Dijkgraaf

msg:1528815 | 8:44 pm on May 18, 2006 (gmt 0) |
No, wildcards aren't part of the standerd and not supported by most bots. However in your example you could disallow disallow: /page.asp?page or even disallow: /page.asp? which would allow /page.asp but not allow /page.asp?page=1 etc. because they disallow rule will disallow any URL begining what you specify.
|
Reid

msg:1528816 | 6:43 am on May 30, 2006 (gmt 0) |
wildcards are valid in User-agent and for googlebot they are valid in the Disallow User-agent:googlebot Disallow:/page.asp?* User-agent:* Disallow: This will allow all for all user agents except googlebot which will disallow all page.asp with a? Make sure you use the googlebot directive first else googlebot will follow the User-agent:* directive.
|
Pfui

msg:1528817 | 8:58 pm on May 30, 2006 (gmt 0) |
1.) For any newcomers following along, be sure you include a space after any colon: User-agent: Badbot Disallow: /file.html Disallow: /directory 2.) A blank Disallow is the same as saying Allow.
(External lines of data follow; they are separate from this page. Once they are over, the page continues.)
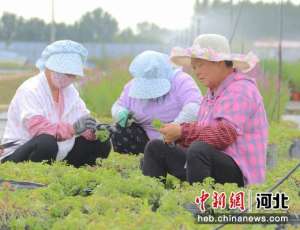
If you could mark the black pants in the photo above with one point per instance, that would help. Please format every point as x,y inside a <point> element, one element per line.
<point>44,148</point>
<point>201,160</point>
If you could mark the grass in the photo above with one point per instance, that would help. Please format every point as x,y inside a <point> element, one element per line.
<point>9,84</point>
<point>121,196</point>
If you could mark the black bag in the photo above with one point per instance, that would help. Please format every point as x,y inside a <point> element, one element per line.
<point>131,139</point>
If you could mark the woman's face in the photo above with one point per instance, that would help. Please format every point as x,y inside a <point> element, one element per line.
<point>209,73</point>
<point>60,80</point>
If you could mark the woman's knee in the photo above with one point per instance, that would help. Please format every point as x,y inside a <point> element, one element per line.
<point>198,149</point>
<point>153,147</point>
<point>46,143</point>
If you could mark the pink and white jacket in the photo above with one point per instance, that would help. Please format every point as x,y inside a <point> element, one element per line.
<point>33,105</point>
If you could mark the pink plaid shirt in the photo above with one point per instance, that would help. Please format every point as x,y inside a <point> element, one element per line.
<point>238,101</point>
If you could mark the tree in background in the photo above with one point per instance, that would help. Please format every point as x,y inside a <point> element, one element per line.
<point>97,26</point>
<point>8,27</point>
<point>151,33</point>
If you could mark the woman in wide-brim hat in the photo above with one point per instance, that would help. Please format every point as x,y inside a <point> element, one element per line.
<point>228,142</point>
<point>157,91</point>
<point>47,119</point>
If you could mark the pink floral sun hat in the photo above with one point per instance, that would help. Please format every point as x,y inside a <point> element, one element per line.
<point>213,47</point>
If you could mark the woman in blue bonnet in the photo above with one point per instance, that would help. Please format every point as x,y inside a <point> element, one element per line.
<point>47,119</point>
<point>158,90</point>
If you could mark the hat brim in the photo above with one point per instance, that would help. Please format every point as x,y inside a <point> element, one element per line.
<point>67,63</point>
<point>183,57</point>
<point>142,88</point>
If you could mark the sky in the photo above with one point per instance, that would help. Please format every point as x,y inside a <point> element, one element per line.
<point>171,14</point>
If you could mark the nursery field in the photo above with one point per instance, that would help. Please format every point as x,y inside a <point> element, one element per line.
<point>114,194</point>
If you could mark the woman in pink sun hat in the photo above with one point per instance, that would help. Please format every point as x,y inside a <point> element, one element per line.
<point>228,141</point>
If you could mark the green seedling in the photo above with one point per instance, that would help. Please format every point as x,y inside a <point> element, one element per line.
<point>102,135</point>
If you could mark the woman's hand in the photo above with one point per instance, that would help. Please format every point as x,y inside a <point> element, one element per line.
<point>170,132</point>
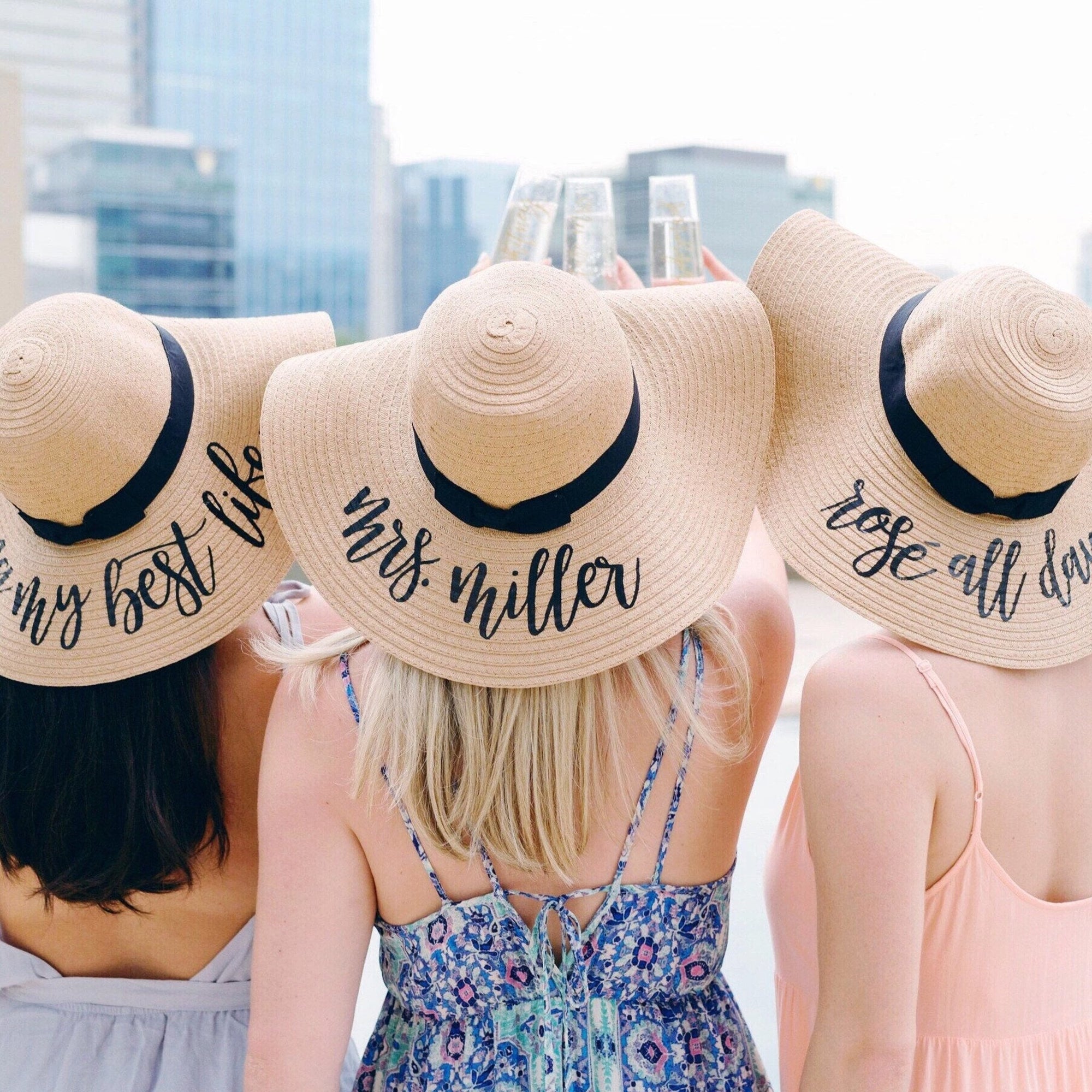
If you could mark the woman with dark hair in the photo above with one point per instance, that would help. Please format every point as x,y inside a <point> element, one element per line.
<point>137,545</point>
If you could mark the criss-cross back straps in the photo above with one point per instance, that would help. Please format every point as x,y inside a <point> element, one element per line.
<point>354,706</point>
<point>699,675</point>
<point>953,714</point>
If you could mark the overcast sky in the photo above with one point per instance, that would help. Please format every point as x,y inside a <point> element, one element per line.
<point>958,133</point>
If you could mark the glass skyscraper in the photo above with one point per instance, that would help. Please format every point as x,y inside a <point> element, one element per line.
<point>452,211</point>
<point>151,217</point>
<point>284,85</point>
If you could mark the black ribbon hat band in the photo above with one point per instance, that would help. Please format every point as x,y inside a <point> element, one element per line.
<point>954,483</point>
<point>127,507</point>
<point>550,511</point>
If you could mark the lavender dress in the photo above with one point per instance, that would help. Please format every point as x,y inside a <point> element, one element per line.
<point>73,1035</point>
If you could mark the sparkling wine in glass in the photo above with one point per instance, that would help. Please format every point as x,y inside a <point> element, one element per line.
<point>674,241</point>
<point>529,218</point>
<point>591,250</point>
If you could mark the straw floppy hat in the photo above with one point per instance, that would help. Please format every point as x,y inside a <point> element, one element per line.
<point>540,483</point>
<point>929,459</point>
<point>135,529</point>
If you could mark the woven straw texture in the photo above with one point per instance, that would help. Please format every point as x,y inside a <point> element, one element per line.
<point>1000,369</point>
<point>85,390</point>
<point>517,382</point>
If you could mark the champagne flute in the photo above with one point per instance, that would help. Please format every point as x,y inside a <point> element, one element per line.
<point>591,250</point>
<point>673,230</point>
<point>529,218</point>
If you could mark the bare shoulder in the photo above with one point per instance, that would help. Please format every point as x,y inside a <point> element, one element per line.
<point>867,709</point>
<point>764,620</point>
<point>312,730</point>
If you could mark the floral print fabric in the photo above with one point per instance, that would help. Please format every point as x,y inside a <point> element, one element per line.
<point>478,1001</point>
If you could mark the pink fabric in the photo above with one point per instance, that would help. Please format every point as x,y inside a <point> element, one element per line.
<point>1005,996</point>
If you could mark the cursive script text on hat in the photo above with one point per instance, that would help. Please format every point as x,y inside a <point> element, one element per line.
<point>30,607</point>
<point>595,584</point>
<point>167,574</point>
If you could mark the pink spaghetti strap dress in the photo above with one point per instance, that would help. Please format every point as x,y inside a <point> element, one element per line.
<point>1005,996</point>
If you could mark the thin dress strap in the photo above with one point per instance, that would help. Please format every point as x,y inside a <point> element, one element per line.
<point>699,669</point>
<point>643,801</point>
<point>283,614</point>
<point>354,706</point>
<point>953,713</point>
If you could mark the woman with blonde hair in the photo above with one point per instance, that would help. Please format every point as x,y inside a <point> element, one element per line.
<point>528,765</point>
<point>931,886</point>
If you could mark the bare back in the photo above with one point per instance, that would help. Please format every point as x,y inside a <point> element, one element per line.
<point>176,934</point>
<point>1031,731</point>
<point>706,828</point>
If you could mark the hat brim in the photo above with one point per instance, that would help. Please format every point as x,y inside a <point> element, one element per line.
<point>337,426</point>
<point>976,587</point>
<point>205,556</point>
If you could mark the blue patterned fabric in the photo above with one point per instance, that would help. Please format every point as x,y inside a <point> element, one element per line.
<point>478,1001</point>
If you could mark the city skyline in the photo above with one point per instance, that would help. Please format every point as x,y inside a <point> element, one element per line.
<point>955,137</point>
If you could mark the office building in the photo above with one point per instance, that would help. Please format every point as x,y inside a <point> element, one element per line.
<point>452,211</point>
<point>80,63</point>
<point>11,198</point>
<point>385,280</point>
<point>742,198</point>
<point>1085,269</point>
<point>143,216</point>
<point>286,86</point>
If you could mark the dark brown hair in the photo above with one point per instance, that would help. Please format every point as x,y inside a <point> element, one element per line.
<point>112,790</point>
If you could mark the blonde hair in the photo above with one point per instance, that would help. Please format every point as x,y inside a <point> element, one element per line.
<point>520,771</point>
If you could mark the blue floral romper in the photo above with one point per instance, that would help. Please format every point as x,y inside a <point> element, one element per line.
<point>477,1000</point>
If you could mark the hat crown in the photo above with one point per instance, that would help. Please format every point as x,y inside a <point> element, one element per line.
<point>520,379</point>
<point>85,393</point>
<point>1000,370</point>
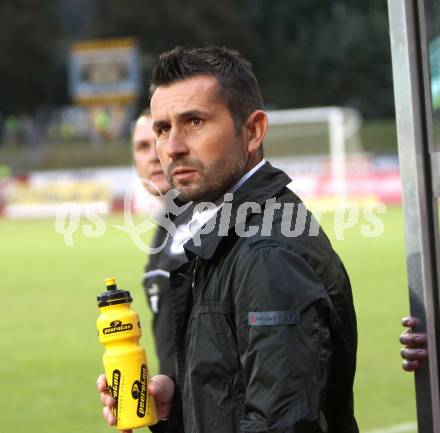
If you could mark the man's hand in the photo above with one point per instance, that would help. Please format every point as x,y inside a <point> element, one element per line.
<point>415,349</point>
<point>161,387</point>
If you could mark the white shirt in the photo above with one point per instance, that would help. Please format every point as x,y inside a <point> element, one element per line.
<point>199,219</point>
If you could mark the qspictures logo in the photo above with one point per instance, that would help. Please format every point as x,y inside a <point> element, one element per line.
<point>117,326</point>
<point>139,392</point>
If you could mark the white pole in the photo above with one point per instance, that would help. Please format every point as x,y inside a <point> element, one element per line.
<point>337,151</point>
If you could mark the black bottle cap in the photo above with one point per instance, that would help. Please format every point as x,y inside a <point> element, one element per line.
<point>113,295</point>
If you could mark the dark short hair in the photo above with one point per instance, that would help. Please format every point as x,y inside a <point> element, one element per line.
<point>238,85</point>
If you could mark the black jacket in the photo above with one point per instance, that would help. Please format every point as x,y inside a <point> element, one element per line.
<point>265,325</point>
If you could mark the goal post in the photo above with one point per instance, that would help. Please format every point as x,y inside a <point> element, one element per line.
<point>337,126</point>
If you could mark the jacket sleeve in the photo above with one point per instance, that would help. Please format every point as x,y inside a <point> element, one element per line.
<point>284,341</point>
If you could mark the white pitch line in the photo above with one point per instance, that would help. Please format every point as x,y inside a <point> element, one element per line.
<point>398,428</point>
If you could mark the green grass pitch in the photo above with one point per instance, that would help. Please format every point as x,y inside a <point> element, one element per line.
<point>50,351</point>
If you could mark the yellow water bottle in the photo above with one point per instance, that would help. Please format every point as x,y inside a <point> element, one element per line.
<point>125,362</point>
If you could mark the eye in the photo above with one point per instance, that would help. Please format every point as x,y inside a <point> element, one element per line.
<point>142,146</point>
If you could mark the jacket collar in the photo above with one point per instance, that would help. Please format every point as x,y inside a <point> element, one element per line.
<point>261,186</point>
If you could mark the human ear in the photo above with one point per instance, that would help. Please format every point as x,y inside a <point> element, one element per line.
<point>256,127</point>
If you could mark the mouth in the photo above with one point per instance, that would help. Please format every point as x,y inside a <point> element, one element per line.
<point>183,173</point>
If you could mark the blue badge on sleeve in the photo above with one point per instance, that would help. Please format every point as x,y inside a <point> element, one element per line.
<point>265,318</point>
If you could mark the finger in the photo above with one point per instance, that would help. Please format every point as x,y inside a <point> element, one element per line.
<point>413,340</point>
<point>108,416</point>
<point>101,383</point>
<point>410,365</point>
<point>409,322</point>
<point>414,354</point>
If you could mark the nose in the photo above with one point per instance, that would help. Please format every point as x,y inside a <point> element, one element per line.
<point>176,145</point>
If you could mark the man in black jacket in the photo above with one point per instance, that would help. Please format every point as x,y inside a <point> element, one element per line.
<point>265,325</point>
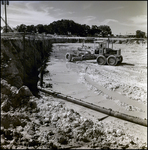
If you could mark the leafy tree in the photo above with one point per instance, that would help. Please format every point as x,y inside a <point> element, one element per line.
<point>105,30</point>
<point>40,28</point>
<point>21,28</point>
<point>140,34</point>
<point>66,27</point>
<point>31,28</point>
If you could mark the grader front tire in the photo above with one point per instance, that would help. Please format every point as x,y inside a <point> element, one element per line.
<point>68,57</point>
<point>101,60</point>
<point>112,61</point>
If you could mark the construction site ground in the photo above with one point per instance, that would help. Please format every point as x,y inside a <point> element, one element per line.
<point>122,88</point>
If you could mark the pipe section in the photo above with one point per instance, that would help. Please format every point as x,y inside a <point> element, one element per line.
<point>110,112</point>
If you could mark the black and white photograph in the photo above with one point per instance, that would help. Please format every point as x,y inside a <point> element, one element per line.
<point>73,74</point>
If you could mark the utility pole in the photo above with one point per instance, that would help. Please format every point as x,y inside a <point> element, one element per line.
<point>5,2</point>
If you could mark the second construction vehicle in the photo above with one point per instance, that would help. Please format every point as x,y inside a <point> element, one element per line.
<point>102,53</point>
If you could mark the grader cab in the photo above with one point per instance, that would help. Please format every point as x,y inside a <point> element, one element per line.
<point>106,55</point>
<point>102,53</point>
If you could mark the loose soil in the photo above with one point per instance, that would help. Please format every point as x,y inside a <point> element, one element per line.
<point>122,88</point>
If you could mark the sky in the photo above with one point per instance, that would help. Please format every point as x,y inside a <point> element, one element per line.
<point>123,17</point>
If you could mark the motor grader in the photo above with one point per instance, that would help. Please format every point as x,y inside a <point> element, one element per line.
<point>101,52</point>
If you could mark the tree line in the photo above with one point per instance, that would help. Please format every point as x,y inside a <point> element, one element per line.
<point>70,28</point>
<point>66,27</point>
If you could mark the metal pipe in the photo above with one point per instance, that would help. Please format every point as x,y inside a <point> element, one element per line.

Adding a forward slash will turn away all crawlers inclined to heed the most basic robots.txt: User-agent: * Disallow: / 3.) Nowadays bots' preferences can be (head-bangingly) unique and specific, so it's always a good idea to go to the source: [search.msn.com...] See also: EXAMPLES [search.msn.com] (including wildcards) [robotstxt.org...] [google.com...] See also: EXAMPLES [google.com] (including wildcards)
|
Pfui

msg:1528818 | 9:03 pm on May 30, 2006 (gmt 0) |
4.) Googlebot's info doesn't have to come first. From the EXAMPLES page, above: When creating your robots.txt file, please keep the following in mind: When deciding which pages to crawl on a particular host, Googlebot will obey the first record in the robots.txt file with a User-agent starting with "Googlebot." If no such entry exists, it will obey the first entry with a User-agent of "*". (Odd. I coudn't edit my just-made post to add that bit.)
|
Reid

msg:1528819 | 11:40 pm on May 30, 2006 (gmt 0) |
I've seen other posts on WW of people having problems with googlebot using the wrong directive, turns out they had Uaser-agent: * before User-agent: googlebot it's always safe to assume that any bot will follow the first valid directive it finds so User-Agent: * should always be at the end of the robots.txt file (meaning all bots that have not been named directly) Just good code practice anyway.
|
Reid

msg:1528820 | 12:05 am on May 31, 2006 (gmt 0) |
I just took a closer look at the examples here from MSN and Google. You have to be careful | Googlebot will obey the first record in the robots.txt file with a User-agent starting with "Googlebot." If no such entry exists, it will obey the first entry with a User-agent of "*". |
| This statement , if read carefully does not say what will happen when BOTH directives are used. Bots do not double back and check the robots.txt file twice, it will likely follow the first valid directive, either User-Agent: * or User-agent: googlebot (whichever comes first) Also the MSN example does NOT say that psbot will recognize any * and for MSNbot it ONLY shows the file extension wildcard (note that $ must be present) it does not say that MSNbot allows the use of wildcards in any other way than with file extensions. Example Disallow: *.gif$ ($ must be used)
|
Pfui

msg:1528821 | 12:53 am on May 31, 2006 (gmt 0) |
FWIW, my robots.txt files (multiple sites) begin with the generic block -- User-agent: * Disallow: / -- followed by all other entries in alphabetical order, some very detailed (msnbot, Googlebot, Slurp), some simple. All specifically identified major SE bots find 'their' instructions and follow them 99% of the time. Now if only they'd all follow the same conventions! (See: AdsBot-Google's robots.txt specs [webmasterworld.com].)
|
|